Hickey, a product of Middletown legion and a former state champion, still sees the value in legion, but also admits to seeing a massive trend continuing towards AAU and travel participation, as well as national organizations like PBR.
“I think you can look at it from both sides,” Hickey said. “As a college coach, we recruit legion kids and travel ball kids. But there are more kids playing AAU and travel ball than 20 years ago. Then, most kids would just have the legion option, and that's where everybody played. But the travel programs have become an industry. But you see American Legion trying to provide more exposure to their kids.”
Part of legion baseball’s plan to combat the current AAU craze is to host showcases of their own and provide their players with the same exposure as AAU, only at a drastically discounted price for parents. The most recent one was the Rawlings Showcase at CCSU, which was organized as a Futures Game for All-Star sophomores and juniors.
“I've talked to plenty of scouts over the years, and they've told me that it's not the AAU games that attract them, but the showcases, when a couple of teams come together for a showcase and invite a bunch of scouts,” Verderame said. “We recognized that five or six years ago, and put together three or four different showcases in the summer for our legion kids. We have an All-Star Game where we get about 50 different college coaches come out and watch the kids play. I think it's the showcases that bring the scouts and coaches.”
Those involved with legion also believe the brotherhood of playing baseball with the same teammates since little league would also be a big draw, and was even the subject of a recruiting pitch for the organization to keep kids playing legion ball. Unfortunately, that effort didn’t pan out.
“We had a college coach prepare a video for us saying how he prefers legion ball… and that he actually prefers kids that showed loyalty to their friends and communities, but the NCAA said we couldn't use it, Greenleaf explained. “We weren't allowed to put it up on our website…It was said to be a recruiting violation.”
Coaches like Verderame and Van Etten run into college coaches and scouts at their legion games on a consistent basis, and believe legion poses the same advancement opportunities as AAU. If the talent is there, the eyes and minds at the next level will find you, whether you’re swinging a wooden bat in your hometown or a shiny aluminum bat at a weekend tournament in sunny Richmond.
“My philosophy is, just take a look at Berlin,” Van Etten said. “Our legion team has never had a professional player that (left) and played AAU or travel baseball. I think that's something to be proud of. There are other towns, if all of the kids stayed there, it would be one heck of an organization overall.”
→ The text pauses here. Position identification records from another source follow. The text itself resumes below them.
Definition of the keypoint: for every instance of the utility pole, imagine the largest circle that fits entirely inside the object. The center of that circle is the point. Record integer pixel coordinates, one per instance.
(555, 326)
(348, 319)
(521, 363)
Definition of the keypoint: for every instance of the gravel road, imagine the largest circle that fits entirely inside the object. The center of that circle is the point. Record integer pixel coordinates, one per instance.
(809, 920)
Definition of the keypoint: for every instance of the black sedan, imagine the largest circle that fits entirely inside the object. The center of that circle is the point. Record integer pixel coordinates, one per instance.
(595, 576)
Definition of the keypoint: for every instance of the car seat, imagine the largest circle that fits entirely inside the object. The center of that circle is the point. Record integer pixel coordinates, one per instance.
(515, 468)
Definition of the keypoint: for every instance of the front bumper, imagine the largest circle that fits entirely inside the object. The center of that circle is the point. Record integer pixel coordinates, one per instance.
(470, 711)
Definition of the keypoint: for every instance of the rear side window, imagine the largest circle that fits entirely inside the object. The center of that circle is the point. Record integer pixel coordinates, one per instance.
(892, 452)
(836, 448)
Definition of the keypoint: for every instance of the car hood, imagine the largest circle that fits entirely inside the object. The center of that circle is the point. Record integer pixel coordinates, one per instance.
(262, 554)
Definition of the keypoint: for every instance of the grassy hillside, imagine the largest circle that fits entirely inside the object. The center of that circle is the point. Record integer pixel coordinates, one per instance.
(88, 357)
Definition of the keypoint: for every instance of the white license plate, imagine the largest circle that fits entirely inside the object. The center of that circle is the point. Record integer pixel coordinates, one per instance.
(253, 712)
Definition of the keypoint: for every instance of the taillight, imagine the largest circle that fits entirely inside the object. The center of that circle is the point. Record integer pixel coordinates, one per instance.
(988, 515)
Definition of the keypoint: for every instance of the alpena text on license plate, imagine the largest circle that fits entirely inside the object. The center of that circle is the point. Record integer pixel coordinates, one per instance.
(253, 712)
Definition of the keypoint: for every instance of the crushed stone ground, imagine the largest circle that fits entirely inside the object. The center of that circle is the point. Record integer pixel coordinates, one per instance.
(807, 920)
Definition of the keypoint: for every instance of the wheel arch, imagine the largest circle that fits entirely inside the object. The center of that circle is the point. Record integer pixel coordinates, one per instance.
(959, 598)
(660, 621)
Van Etten’s claim holds plenty of truth. Major league talents like Jesse Carlson (Berlin), Rajai Davis (New London), Chris Denorfia (Southington) and Jeff Bagwell (Middletown) were all legion products, but recent talents like Johnson have used different avenues to get recognized. Legion is trying to replicate those opportunities while also driving home the plea to stay put and watch how scouts appear behind the backstops, just as they would at an AAU game.
“I think legion is better baseball,” Verderame said. “I understand that parents think if they spend a lot of money their kid will have a better shot, but that's not the case. We have plenty of scouts come to our legion games. Parents don't realize that when a scout comes to watch a top player, they also see the whole teams, so they'll see your son.”
For legion coaches in central Connecticut and through the state, the real battle lies in getting kids to believe them. So far, the plan isn’t working, and it has made the once-flourishing American Legion baseball an endangered species.